This story contains: spoilers for Thor 2, and a ton of pop culture references.

Also: a huge thank you to need2destroy for beta reading this chapter!


Chapter One: The God in the Grocery Store

A long time ago, in a land subjectively far, far away, there was a King who ruled the Frost Giants. He was kind of a douche, according to his little section in the Poetic Edda, but Darcy had long taken Norse folklore with a giant pile of salt. Long ago being a little over year since running over theThor, God of Thunder, with a crappy van, her underwhelming graduation from higher learning, and continued servitude to one Doctor Jane Foster. Her current employment wasn't exactly where Darcy had pictured herself, and there was a teensy-tiny bit of coercion involved (Agent Coulson + threats + Mexican prison = a very persuaded Darcy), but she couldn't complain.

So when the YouTube videos of giant blue people making homes in Norway's mountain range (yes, really) made the news, instead of freaking out like the rest of the world, Darcy calmly poked Jane in the shoulder and bit into her apple. It took a solid three minutes before Jane lifted her eyes from her laptop to the TV set, then another twenty seconds before she audibly gasped.
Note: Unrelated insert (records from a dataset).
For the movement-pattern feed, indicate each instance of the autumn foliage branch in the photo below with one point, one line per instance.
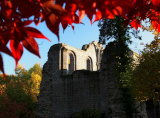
(15, 19)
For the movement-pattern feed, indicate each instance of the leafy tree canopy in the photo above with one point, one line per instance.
(146, 76)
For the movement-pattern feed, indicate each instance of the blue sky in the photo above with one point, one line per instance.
(82, 34)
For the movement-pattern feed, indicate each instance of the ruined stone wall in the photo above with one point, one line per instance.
(77, 92)
(61, 96)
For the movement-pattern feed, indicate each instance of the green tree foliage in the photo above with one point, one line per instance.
(114, 30)
(146, 76)
(18, 94)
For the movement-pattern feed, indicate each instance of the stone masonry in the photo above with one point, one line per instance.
(73, 80)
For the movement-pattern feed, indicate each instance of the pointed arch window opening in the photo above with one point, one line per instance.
(89, 64)
(71, 63)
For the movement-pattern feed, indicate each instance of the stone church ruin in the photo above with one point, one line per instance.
(74, 80)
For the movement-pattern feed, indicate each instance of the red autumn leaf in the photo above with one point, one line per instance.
(81, 15)
(1, 66)
(67, 20)
(156, 2)
(53, 24)
(98, 15)
(4, 49)
(49, 7)
(16, 49)
(31, 45)
(7, 8)
(35, 33)
(135, 24)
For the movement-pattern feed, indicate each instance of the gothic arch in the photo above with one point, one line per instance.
(71, 62)
(89, 64)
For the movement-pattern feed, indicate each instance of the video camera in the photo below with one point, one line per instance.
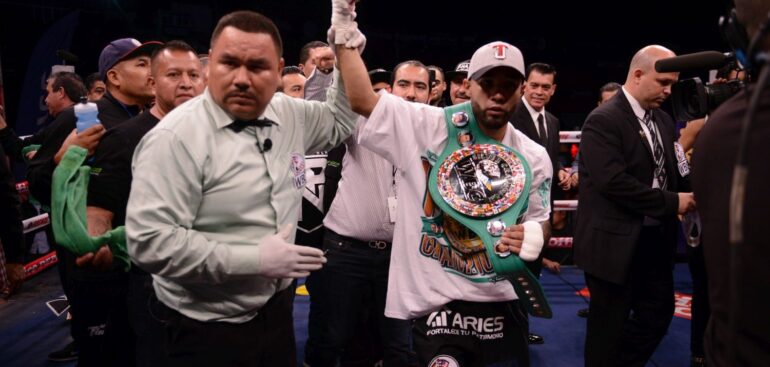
(692, 99)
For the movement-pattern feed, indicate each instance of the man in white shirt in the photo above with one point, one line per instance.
(359, 233)
(433, 280)
(216, 191)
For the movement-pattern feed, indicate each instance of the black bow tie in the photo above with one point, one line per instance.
(239, 125)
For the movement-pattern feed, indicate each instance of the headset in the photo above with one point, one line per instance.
(747, 53)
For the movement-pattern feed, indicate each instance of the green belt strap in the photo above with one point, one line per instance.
(68, 211)
(526, 285)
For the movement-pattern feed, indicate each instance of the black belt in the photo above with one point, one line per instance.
(344, 241)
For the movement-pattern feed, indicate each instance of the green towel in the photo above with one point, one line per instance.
(68, 208)
(27, 149)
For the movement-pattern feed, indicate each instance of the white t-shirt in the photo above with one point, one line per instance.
(423, 273)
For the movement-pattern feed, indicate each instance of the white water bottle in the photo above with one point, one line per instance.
(87, 114)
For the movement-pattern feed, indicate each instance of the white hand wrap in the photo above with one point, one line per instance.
(343, 20)
(280, 259)
(352, 39)
(533, 241)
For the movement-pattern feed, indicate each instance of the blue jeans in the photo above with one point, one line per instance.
(352, 273)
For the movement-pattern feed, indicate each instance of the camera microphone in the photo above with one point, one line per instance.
(699, 61)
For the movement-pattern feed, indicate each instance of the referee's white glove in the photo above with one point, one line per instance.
(343, 19)
(355, 39)
(280, 259)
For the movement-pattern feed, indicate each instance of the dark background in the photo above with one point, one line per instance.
(589, 42)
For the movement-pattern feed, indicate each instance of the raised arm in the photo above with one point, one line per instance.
(348, 42)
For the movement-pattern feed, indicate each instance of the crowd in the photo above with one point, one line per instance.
(415, 203)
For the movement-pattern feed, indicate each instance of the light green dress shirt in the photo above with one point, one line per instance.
(204, 196)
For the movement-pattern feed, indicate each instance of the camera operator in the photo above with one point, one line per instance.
(738, 333)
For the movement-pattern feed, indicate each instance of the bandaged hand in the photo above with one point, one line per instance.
(281, 259)
(343, 14)
(354, 39)
(524, 239)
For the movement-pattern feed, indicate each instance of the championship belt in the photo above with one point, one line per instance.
(482, 187)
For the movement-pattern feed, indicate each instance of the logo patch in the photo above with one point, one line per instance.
(444, 360)
(684, 167)
(545, 192)
(448, 322)
(297, 168)
(500, 51)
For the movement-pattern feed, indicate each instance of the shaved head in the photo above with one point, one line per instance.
(646, 85)
(645, 58)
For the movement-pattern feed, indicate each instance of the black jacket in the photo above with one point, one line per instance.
(41, 167)
(616, 172)
(523, 122)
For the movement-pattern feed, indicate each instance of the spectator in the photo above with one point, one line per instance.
(293, 82)
(438, 86)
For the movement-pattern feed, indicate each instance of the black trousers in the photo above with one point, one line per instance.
(627, 321)
(496, 335)
(100, 322)
(701, 309)
(352, 275)
(265, 340)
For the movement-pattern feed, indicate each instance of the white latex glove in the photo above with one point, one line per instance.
(343, 20)
(533, 241)
(280, 259)
(354, 38)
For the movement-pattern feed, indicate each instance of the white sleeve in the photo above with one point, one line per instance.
(399, 130)
(540, 192)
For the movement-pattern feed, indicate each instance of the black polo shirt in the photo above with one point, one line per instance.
(41, 167)
(110, 181)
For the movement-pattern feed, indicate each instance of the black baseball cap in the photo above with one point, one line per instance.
(123, 49)
(379, 75)
(460, 69)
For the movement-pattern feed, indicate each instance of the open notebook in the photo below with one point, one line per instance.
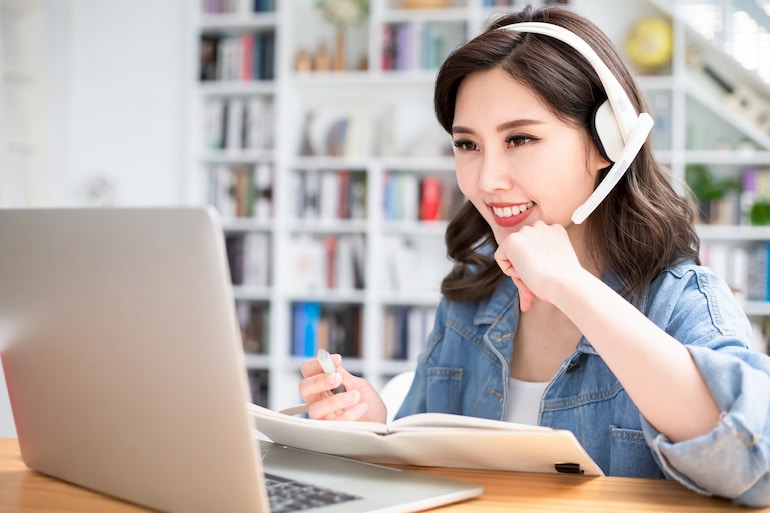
(126, 375)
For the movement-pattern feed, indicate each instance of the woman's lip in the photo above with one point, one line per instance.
(512, 220)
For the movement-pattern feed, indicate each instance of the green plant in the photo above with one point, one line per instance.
(705, 186)
(343, 12)
(760, 212)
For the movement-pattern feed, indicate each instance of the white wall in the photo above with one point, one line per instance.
(119, 73)
(125, 77)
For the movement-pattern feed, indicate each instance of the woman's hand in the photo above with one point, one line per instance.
(535, 257)
(360, 401)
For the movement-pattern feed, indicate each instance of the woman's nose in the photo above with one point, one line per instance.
(494, 174)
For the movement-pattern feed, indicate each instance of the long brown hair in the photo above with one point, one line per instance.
(641, 228)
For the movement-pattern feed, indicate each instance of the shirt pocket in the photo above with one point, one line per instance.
(444, 386)
(630, 456)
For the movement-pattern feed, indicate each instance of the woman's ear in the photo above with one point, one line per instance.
(596, 161)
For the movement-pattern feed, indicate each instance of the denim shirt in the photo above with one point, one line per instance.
(464, 370)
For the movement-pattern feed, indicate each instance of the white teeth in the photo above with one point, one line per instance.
(511, 211)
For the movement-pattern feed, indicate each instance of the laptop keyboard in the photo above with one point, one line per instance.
(287, 495)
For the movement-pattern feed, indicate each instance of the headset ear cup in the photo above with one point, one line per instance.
(606, 132)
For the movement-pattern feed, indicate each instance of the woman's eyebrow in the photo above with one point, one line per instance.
(508, 125)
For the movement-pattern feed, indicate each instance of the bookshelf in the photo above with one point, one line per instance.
(23, 176)
(349, 234)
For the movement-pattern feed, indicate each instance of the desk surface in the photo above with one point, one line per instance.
(25, 491)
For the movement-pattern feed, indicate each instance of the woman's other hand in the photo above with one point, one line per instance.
(359, 401)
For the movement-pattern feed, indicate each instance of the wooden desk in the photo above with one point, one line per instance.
(25, 491)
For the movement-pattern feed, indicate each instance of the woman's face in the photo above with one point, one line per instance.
(515, 161)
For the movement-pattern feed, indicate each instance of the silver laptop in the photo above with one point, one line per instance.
(125, 370)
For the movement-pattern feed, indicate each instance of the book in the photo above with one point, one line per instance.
(434, 440)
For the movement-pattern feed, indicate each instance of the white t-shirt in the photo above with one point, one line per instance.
(524, 401)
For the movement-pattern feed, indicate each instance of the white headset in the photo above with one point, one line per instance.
(620, 130)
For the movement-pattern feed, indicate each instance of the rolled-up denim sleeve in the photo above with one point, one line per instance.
(733, 460)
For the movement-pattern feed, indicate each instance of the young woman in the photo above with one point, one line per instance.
(608, 328)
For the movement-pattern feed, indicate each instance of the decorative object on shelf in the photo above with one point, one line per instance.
(425, 4)
(342, 13)
(759, 215)
(650, 44)
(707, 188)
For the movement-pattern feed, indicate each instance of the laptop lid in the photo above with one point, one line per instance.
(125, 370)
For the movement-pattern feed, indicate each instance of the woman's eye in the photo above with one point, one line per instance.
(518, 140)
(464, 145)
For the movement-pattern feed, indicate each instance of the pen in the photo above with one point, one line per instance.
(328, 366)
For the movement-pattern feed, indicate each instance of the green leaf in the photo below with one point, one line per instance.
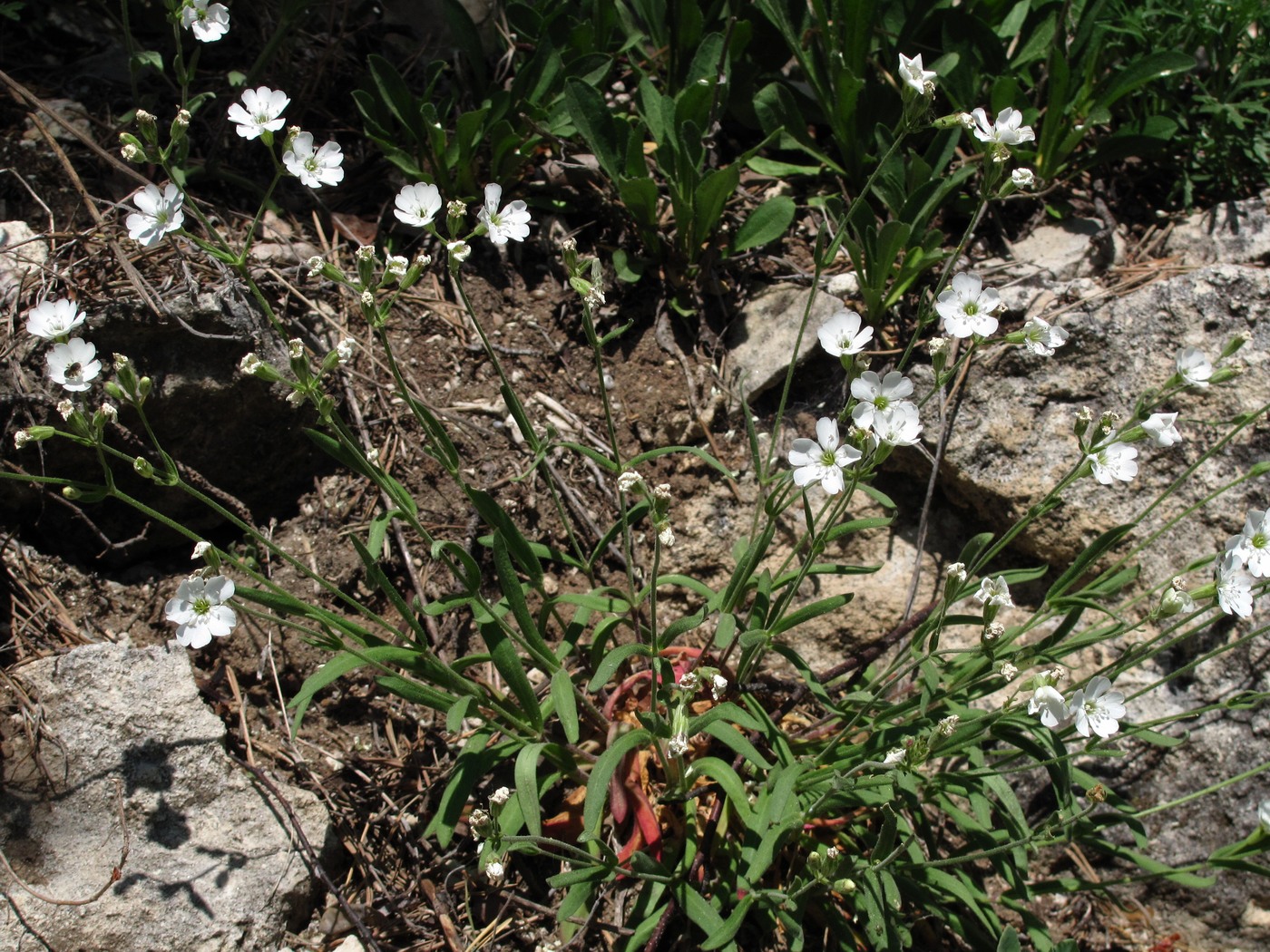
(1142, 72)
(780, 170)
(766, 224)
(594, 123)
(527, 786)
(1086, 559)
(808, 612)
(565, 704)
(597, 786)
(1009, 941)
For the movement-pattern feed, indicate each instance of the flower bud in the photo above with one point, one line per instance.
(1083, 418)
(32, 434)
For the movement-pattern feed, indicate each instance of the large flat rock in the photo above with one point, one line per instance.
(211, 865)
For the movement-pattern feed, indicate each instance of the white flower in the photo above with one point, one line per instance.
(73, 364)
(314, 168)
(200, 611)
(876, 393)
(1118, 461)
(161, 213)
(259, 112)
(968, 307)
(1194, 367)
(1096, 708)
(718, 685)
(207, 22)
(822, 463)
(1048, 702)
(911, 73)
(1161, 429)
(1006, 131)
(898, 425)
(1253, 545)
(54, 319)
(512, 222)
(842, 335)
(1234, 587)
(1043, 338)
(994, 592)
(418, 205)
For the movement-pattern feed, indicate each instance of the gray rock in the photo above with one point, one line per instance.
(1236, 232)
(1012, 433)
(211, 866)
(761, 340)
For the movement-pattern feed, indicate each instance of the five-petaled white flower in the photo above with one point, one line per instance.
(161, 213)
(968, 307)
(1234, 587)
(1096, 708)
(1118, 461)
(1253, 545)
(822, 460)
(876, 395)
(207, 22)
(842, 335)
(200, 612)
(418, 205)
(1161, 431)
(54, 319)
(898, 425)
(1194, 367)
(512, 222)
(994, 592)
(913, 75)
(1043, 338)
(1006, 131)
(314, 168)
(260, 111)
(73, 364)
(1048, 702)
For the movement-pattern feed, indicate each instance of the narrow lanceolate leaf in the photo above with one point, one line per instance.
(597, 787)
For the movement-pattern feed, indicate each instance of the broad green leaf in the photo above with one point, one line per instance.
(766, 224)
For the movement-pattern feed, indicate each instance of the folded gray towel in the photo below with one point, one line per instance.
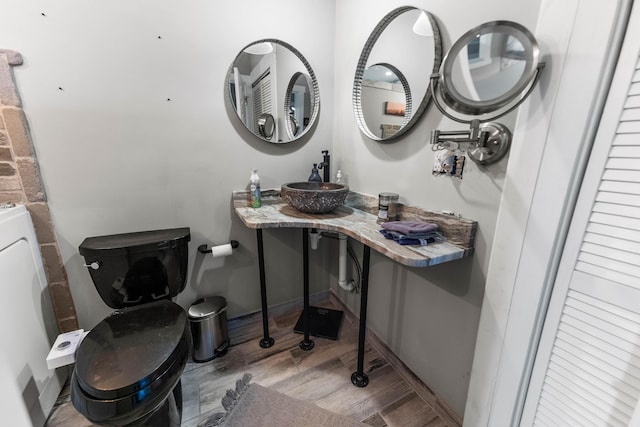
(410, 228)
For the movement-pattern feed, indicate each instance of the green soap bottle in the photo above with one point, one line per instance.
(254, 189)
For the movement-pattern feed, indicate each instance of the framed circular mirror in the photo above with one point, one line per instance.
(391, 83)
(489, 67)
(488, 72)
(273, 91)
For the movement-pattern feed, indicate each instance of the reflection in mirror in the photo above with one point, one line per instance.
(297, 104)
(271, 83)
(488, 72)
(489, 66)
(266, 125)
(405, 43)
(386, 87)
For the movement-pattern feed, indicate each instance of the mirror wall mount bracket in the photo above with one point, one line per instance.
(485, 143)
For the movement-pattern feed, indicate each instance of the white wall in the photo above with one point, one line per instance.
(117, 156)
(429, 317)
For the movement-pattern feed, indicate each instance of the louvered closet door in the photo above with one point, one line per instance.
(587, 369)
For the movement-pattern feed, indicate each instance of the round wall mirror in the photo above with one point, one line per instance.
(488, 72)
(391, 84)
(273, 91)
(489, 67)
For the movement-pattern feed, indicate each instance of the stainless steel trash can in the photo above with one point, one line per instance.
(208, 322)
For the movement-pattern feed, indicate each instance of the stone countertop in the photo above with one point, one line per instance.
(357, 219)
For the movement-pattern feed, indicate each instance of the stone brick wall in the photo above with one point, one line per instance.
(20, 183)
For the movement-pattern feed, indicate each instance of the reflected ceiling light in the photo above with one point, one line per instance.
(260, 48)
(422, 27)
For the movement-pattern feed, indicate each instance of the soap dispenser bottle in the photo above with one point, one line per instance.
(254, 189)
(315, 176)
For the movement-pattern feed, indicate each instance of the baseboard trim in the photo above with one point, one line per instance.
(441, 407)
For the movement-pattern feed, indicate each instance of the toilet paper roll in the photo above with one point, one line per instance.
(221, 250)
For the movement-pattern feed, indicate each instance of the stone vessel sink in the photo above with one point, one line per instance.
(314, 197)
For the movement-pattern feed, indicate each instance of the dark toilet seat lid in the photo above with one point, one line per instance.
(131, 348)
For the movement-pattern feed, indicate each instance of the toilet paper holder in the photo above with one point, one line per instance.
(204, 250)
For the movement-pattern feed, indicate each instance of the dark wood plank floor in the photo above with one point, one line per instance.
(321, 376)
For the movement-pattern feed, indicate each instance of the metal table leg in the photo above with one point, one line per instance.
(306, 343)
(266, 341)
(359, 378)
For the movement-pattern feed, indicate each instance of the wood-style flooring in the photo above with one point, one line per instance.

"Dude, I know," Darcy replied. "I'm taking the road of 'they come in peace' instead of 'they want us in pieces'. I wonder if they brought tauntauns with them?"

"This is bad," murmured Jane. The look on her face screamed that she was currently imagining Thor in Norway, strung up by his ankles in an ice cave. "Really, really bad."

Darcy shrugged. She was the worst at being supportive. "If I see a tauntaun, I am totally gonna be like 'I wanna be inside you'."

"Darcy," said Jane, in her best admonishing voice.

"Yeesh, my bad. So what do we do?"

Jane bit her lip. It was clear she was rapidly calculating ways to contact her Very Own Norse God. Since the incident with the Aether, Thor had been dispatched, yet again, on diplomatic (or not-so-diplomatic) missions throughout the Nine Realms, making their relationship quite the long distance conundrum. He was unable to 'see her without hem-dolls' (whatever the hell that meant), and the cellphone Jane had furnished him didn't work in other universes. It was complicated, and Darcy wasn't a fan.

"I never thought I would say this," said Jane, wringing her hands together nervously, "but I think we should call SHIELD."

Darcy glared. "They threatened me with prison if I quit working with you."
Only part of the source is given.